Donald Tusk nie przedstawił w sobotę wizji na przyszłość ani nawet zalążka programu. Ale wskazał coś, co dla partii w rywalizacji z PiS jest – przynajmniej na tym etapie – ważniejsze: oś sporu. Wykorzystał niemądre słowa Ryszarda Terleckiego o możliwym wyjściu Polski z Unii, by podzielić scenę polityczną na dwie części: antyunijny PiS i prounijną Platformę. A nawet więcej – PiS, który chce Polskę z Unii wyprowadzić, i Platformę, dla której obecność Polski w Unii jest jedną z najważniejszych wartości.
Dla PO to może być słuszna droga, jeśli uda się jej wykorzystać niepokój Polaków o przyszłość Polski we wspólnocie. To oś, której partia od dawna nie umiała zgrabnie zarysować i która może dać jej sporo politycznego paliwa.
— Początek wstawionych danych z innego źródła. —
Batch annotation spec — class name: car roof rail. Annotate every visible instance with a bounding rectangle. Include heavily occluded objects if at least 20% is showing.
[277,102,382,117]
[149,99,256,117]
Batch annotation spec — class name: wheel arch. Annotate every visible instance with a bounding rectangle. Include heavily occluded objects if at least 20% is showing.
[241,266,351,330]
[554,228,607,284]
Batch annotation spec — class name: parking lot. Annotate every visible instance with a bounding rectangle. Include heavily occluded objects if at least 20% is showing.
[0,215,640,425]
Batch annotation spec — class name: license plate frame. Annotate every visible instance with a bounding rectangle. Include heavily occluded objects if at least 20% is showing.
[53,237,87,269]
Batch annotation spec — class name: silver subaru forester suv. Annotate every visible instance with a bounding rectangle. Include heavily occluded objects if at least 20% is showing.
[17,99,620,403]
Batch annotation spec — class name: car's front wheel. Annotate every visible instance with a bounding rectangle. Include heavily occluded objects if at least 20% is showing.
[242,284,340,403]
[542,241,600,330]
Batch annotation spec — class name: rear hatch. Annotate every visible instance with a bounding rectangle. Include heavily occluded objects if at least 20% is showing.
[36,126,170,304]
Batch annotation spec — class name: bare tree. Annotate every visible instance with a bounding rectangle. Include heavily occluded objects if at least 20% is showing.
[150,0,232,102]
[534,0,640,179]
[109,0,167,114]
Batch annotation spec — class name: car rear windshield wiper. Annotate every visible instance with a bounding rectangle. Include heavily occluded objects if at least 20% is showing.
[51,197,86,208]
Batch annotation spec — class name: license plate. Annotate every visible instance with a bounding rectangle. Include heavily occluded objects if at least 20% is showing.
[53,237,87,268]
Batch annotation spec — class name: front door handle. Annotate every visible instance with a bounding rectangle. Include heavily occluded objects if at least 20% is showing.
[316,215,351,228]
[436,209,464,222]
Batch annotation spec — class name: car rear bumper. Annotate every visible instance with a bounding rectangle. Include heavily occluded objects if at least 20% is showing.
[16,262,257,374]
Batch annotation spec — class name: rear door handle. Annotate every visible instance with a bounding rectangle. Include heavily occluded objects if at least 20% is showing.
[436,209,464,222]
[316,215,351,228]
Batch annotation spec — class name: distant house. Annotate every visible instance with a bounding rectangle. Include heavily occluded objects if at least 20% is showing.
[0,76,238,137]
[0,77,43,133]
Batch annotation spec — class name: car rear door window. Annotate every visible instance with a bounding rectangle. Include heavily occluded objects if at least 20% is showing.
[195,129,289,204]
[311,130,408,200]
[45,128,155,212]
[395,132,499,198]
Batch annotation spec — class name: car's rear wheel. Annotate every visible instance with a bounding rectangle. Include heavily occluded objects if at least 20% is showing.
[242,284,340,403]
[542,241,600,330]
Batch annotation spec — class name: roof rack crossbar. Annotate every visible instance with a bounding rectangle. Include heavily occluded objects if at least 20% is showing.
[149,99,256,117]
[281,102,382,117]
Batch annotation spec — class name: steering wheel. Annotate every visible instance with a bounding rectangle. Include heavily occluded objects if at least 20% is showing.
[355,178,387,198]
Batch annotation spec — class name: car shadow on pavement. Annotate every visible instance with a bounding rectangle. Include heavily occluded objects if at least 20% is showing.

Rzecz jasna, PO oskarża PiS o dążenie do polexitu nie od dziś. Teraz jednak temat za sprawą wzmożenia konfliktów rządu z UE i słów Terleckiego może wybrzmieć głośno i zagrać na emocjach wyborców.
Czytaj także: Polexit to nie groźba. W mentalności PiS on już dawno się zaczął
Cel PO: silna prowincja i samorządy
Szef PO wskazał też obszar, w którym partia musi pracować najpilniej – to prowincja. Tusk wezwał działaczy, by potrafili wykazać się empatią – wysłuchać i zrozumieć, czym żyją ludzie w mniejszych miastach, takich jak Nakło, Goleniów czy Olecko. Podkreślił, że aby w tego typu miejscowościach ludzie chcieli żyć, pracować i rozwijać się, musi tam być dostęp do dobrej edukacji, służby zdrowia i sprawnych instytucji publicznych.